The story is nuanced - ecosystems adapt, and giant kelp or other species may shift northward in search of cooler waters.
“In ecology, even though we have the longest time series record of giant kelp in existence, it’s still a tiny snapshot. A human lifetime is a blink of an eye,” said Kristin Riser, another of the study’s co-authors.
Long-term observation is itself a form of stewardship, and the 40-year Scripps dataset exists because people showed up, season after season, and paid attention.
Here are some ways to do the same:
1. Support scientists, research organizations, and artists!
Researchers at Scripps and other academic institutions are doing the long-term work that makes informed decision making possible. Organizations like the Kelp Forest Alliance and Reef Check help people connect with researchers and get involved in long-term monitoring efforts in their regions. Artists can translate that science into different forms in order to reach audiences far beyond the research community, through museum and aquarium exhibits, public installations, and other spaces where people encounter these ideas outside of a scientific context. Follow the work, share it, and if you're able, support it. (Seea suggest following Oriana Poindexter! She does incredible photographic work exploring kelp forests)

Oriana Poindexter's cyanotypes hanging at the Catalina Museum of Art and History. Photo by Heidi Zumbrun.
2. Reduce what you can.
Rising ocean temperatures are the principal driver of the changes we're seeing. Individual actions matter less as standalone gestures than as part of a broader cultural shift toward taking this seriously.
3. Put your face in the water — and talk about it!
Most people who love the Southern California coast, and even many lifelong surfers, have never put their face in the water to see what's beneath the surface. Our kelp forests are accessible to any strong swimmer, snorkeler or diver. You don't need to be a scientist to observe what is out there, or what is changing. You just need a mask, wetsuit, and fins to start learning. That's where the conversation starts.

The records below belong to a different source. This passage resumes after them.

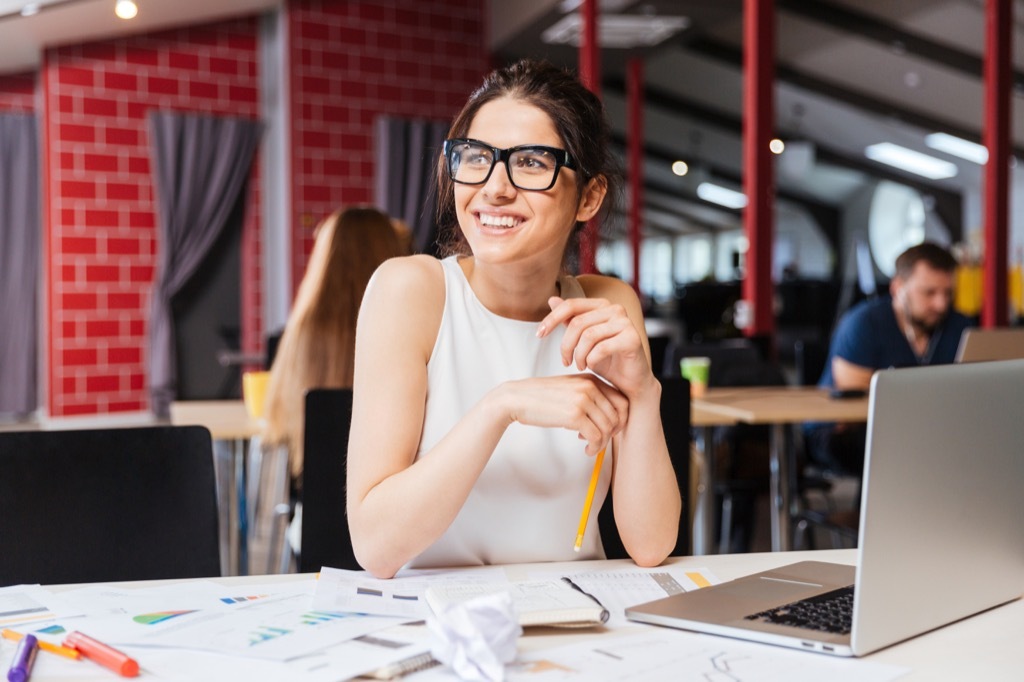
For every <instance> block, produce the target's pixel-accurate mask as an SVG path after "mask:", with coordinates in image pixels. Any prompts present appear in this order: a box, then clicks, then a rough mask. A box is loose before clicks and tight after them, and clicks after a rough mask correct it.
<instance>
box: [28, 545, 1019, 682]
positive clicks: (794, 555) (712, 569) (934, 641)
mask: <svg viewBox="0 0 1024 682" xmlns="http://www.w3.org/2000/svg"><path fill="white" fill-rule="evenodd" d="M804 559H817V560H825V561H835V562H838V563H852V562H853V561H855V559H856V553H855V550H824V551H816V552H785V553H780V552H775V553H764V554H732V555H728V554H726V555H716V556H700V557H682V558H674V559H670V562H672V563H682V564H685V565H689V566H692V567H708V568H710V569H711V570H713V571H714V572H715V573H716V574H717V576H718V577H719V578H721V579H723V580H732V579H734V578H738V577H740V576H744V574H748V573H751V572H755V571H758V570H764V569H767V568H771V567H774V566H778V565H782V564H785V563H790V562H792V561H799V560H804ZM968 560H970V559H968ZM587 564H590V565H594V566H595V567H596V566H608V567H626V566H632V563H631V562H629V561H606V562H578V563H574V564H573V566H575V567H580V566H583V565H587ZM558 565H559V564H541V565H539V564H532V565H530V564H524V565H517V566H508V567H507V568H506V570H507V573H508V574H509V578H512V579H516V578H523V577H524V576H525V574H526V572H527V571H528V570H529V569H530V568H542V569H547V570H551V569H557V567H558ZM297 579H298V577H296V576H294V574H291V576H260V577H238V578H222V579H218V580H219V581H221V582H223V583H224V584H226V585H232V586H236V585H237V586H244V585H246V584H253V585H255V584H265V583H270V582H278V581H281V582H288V581H295V580H297ZM142 585H152V584H150V583H146V584H142ZM70 587H76V586H63V587H61V588H57V589H70ZM550 632H551V631H547V633H549V634H545V631H543V630H542V631H537V632H536V633H529V634H527V635H524V636H523V637H522V638H521V639H520V643H519V648H520V650H522V651H530V650H543V649H545V648H551V647H554V646H559V645H562V644H568V643H572V642H573V641H582V640H583V639H585V638H596V637H615V636H616V631H606V632H597V633H585V632H581V633H565V632H561V633H557V634H550ZM1022 634H1024V601H1020V600H1018V601H1015V602H1012V603H1010V604H1007V605H1005V606H1000V607H998V608H994V609H991V610H989V611H986V612H984V613H980V614H978V615H975V616H973V617H970V619H967V620H965V621H961V622H958V623H955V624H952V625H950V626H947V627H945V628H941V629H939V630H937V631H934V632H931V633H928V634H925V635H922V636H920V637H916V638H914V639H911V640H908V641H906V642H903V643H901V644H897V645H895V646H892V647H889V648H887V649H884V650H882V651H878V652H876V653H873V654H871V655H869V656H866V657H865V658H864V660H873V662H879V663H886V664H892V665H898V666H905V667H909V668H911V669H912V672H911V673H910V674H909V675H907V676H905V677H903V678H900V680H901V682H902V681H903V680H910V681H914V680H929V681H933V682H934V681H935V680H956V681H962V680H1020V679H1024V647H1021V646H1020V640H1021V635H1022ZM694 636H696V635H694ZM764 646H768V645H764ZM807 655H809V656H815V655H820V654H814V653H808V654H807ZM139 659H140V660H139V662H140V664H141V665H142V666H143V667H144V666H145V660H144V657H143V656H139ZM853 665H856V662H854V664H853ZM86 671H88V669H84V671H83V672H84V675H83V676H76V677H75V678H74V680H77V681H85V680H95V681H96V682H110V680H114V679H118V678H117V677H116V676H114V675H113V674H112V673H110V672H109V671H106V670H105V669H102V668H99V667H95V675H90V674H89V673H88V672H86ZM32 679H33V681H34V682H48V681H49V682H55V681H54V678H47V677H41V676H37V675H33V677H32ZM68 679H69V680H70V679H72V678H68ZM413 680H415V677H414V678H413Z"/></svg>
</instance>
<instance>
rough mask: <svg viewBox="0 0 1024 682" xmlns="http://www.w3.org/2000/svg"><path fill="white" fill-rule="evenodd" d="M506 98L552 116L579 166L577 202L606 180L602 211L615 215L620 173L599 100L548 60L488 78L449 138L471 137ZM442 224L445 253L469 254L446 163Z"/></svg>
mask: <svg viewBox="0 0 1024 682" xmlns="http://www.w3.org/2000/svg"><path fill="white" fill-rule="evenodd" d="M501 97H511V98H513V99H518V100H519V101H523V102H526V103H528V104H532V105H534V106H537V108H538V109H540V110H541V111H542V112H544V113H545V114H547V115H548V117H549V118H550V119H551V122H552V123H553V124H554V126H555V131H556V132H557V133H558V136H559V137H560V138H561V140H562V143H563V144H564V145H565V150H566V151H567V152H568V153H569V155H570V156H571V157H572V159H573V160H574V161H575V163H577V169H578V170H577V198H578V199H579V198H580V197H582V196H583V190H584V188H585V187H586V186H587V183H588V182H589V181H590V180H591V179H592V178H595V177H602V178H604V181H605V182H606V183H607V194H606V195H605V200H604V205H603V206H602V209H601V210H602V213H603V212H606V211H607V210H609V207H610V206H612V205H613V204H614V202H615V198H616V197H617V191H618V186H620V179H618V178H620V172H618V166H617V162H616V160H615V158H614V157H613V156H612V154H611V151H610V148H609V141H610V137H611V132H610V127H609V126H608V122H607V119H606V118H605V116H604V106H603V104H601V100H600V99H599V98H598V97H597V95H595V94H594V93H593V92H591V91H590V90H588V89H587V88H586V87H585V86H584V85H583V83H581V82H580V79H578V78H577V77H575V75H574V74H572V73H570V72H568V71H566V70H564V69H561V68H559V67H556V66H554V65H552V63H550V62H548V61H539V60H534V59H522V60H521V61H517V62H515V63H513V65H511V66H509V67H505V68H503V69H497V70H495V71H493V72H492V73H490V74H488V75H487V76H486V77H485V78H484V79H483V83H482V84H481V85H480V87H478V88H477V89H476V90H475V91H473V93H472V94H471V95H469V99H468V100H467V101H466V104H465V105H464V106H463V108H462V111H461V112H460V113H459V115H458V116H457V117H456V118H455V121H454V122H453V123H452V128H451V129H450V130H449V135H447V136H449V137H450V138H451V137H466V136H467V133H468V131H469V127H470V125H472V123H473V119H474V118H475V117H476V114H477V112H479V111H480V108H481V106H483V105H484V104H486V103H487V102H489V101H493V100H495V99H499V98H501ZM584 224H586V223H583V222H577V224H575V227H574V228H573V230H572V235H571V237H570V238H569V242H568V245H567V248H566V251H567V252H573V253H574V251H575V246H577V244H578V242H579V239H580V232H581V231H582V229H583V226H584ZM437 225H438V227H439V229H440V235H441V236H440V238H439V240H438V241H439V243H440V245H441V247H442V251H443V252H447V253H460V254H462V253H466V252H467V245H466V241H465V238H464V237H463V235H462V230H461V229H460V228H459V221H458V219H457V218H456V212H455V190H454V182H452V179H451V178H450V177H449V174H447V169H445V167H444V159H443V158H439V159H438V163H437Z"/></svg>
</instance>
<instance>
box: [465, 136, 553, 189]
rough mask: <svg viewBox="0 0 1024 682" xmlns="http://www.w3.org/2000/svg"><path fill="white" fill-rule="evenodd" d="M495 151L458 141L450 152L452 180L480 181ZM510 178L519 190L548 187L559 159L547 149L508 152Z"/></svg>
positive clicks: (486, 178)
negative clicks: (555, 156) (510, 153)
mask: <svg viewBox="0 0 1024 682" xmlns="http://www.w3.org/2000/svg"><path fill="white" fill-rule="evenodd" d="M494 165H495V153H494V151H493V150H492V148H490V147H487V146H483V145H482V144H474V143H472V142H460V143H458V144H456V145H454V146H453V147H452V151H451V153H450V154H449V169H450V170H451V172H452V179H454V180H455V181H456V182H463V183H465V184H480V183H482V182H484V181H485V180H486V179H487V177H488V176H489V174H490V169H492V167H494ZM506 165H507V167H508V174H509V179H511V180H512V184H514V185H515V186H517V187H519V188H520V189H547V188H549V187H551V186H552V185H553V184H554V182H555V173H557V172H558V162H557V160H556V159H555V156H554V155H553V154H552V153H551V152H548V151H546V150H543V148H535V147H523V148H521V150H516V151H515V152H513V153H512V154H511V155H509V158H508V160H507V161H506Z"/></svg>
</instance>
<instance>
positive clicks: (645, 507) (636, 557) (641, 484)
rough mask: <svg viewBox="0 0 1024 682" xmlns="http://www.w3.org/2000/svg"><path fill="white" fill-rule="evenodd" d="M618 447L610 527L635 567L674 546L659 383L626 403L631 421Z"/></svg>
mask: <svg viewBox="0 0 1024 682" xmlns="http://www.w3.org/2000/svg"><path fill="white" fill-rule="evenodd" d="M654 384H655V385H657V382H656V381H655V382H654ZM617 444H618V449H617V451H616V453H615V476H614V481H613V485H614V487H613V489H612V494H613V495H612V500H613V503H614V515H615V525H616V526H617V527H618V532H620V536H621V538H622V540H623V545H624V546H625V547H626V550H627V552H629V554H630V556H631V557H632V558H633V560H634V561H636V563H637V564H639V565H642V566H652V565H657V564H659V563H660V562H662V561H664V560H665V559H666V557H668V556H669V554H670V553H671V552H672V550H673V549H674V548H675V545H676V539H677V536H678V534H679V516H680V513H681V509H682V501H681V497H680V492H679V485H678V484H677V481H676V475H675V472H674V470H673V465H672V460H671V458H670V456H669V451H668V446H667V445H666V442H665V432H664V429H663V427H662V418H660V386H659V385H657V388H656V390H653V391H648V392H647V394H645V395H644V396H643V397H641V398H640V399H639V400H631V402H630V419H629V422H628V423H627V425H626V428H625V429H624V430H623V432H622V433H621V434H620V438H618V443H617Z"/></svg>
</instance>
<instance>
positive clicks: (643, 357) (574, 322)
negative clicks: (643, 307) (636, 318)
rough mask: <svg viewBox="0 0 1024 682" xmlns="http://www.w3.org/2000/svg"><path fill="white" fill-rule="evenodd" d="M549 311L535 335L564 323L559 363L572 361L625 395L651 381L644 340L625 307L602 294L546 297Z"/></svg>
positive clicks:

Naomi Folta, a surfer, free diving with kelp. Photo Megan Young Blood.
I'm (Oriana Poindexter) a photographic artist and marine scientist — I grew up in Laguna Beach and have been swimming, surfing, and diving regularly in the kelp forests of San Diego, Orange County, and Catalina Island for over 15 years. I earned a Masters degree in Marine Biodiversity & Conservation from Scripps Institution of Oceanography, the same institution behind the 40-year study referenced here. Today, I create artwork with kelp and seaweed specimens collected from my dives, making unique, life-size records of the organisms themselves. The collections of specimens I gather from specific places over time combine into a portrait of those places, which I then share with the public through exhibits and installations. You can see my current show, The Blue Forest, at the Catalina Museum for Art & History in Avalon, CA through October 2026. It's my way of paying attention, and of inviting others to do the same.

Oriana working with kelp before creating a cyanotype. Photo Heidi Zumbrun.
As keystone species and pillars of marine ecosystems, kelp forests are vital. They provide a crucial lens for scientists into the complex and symbiotic nature of the ocean. Let's continue to support, explore, and learn from this extraordinary algae!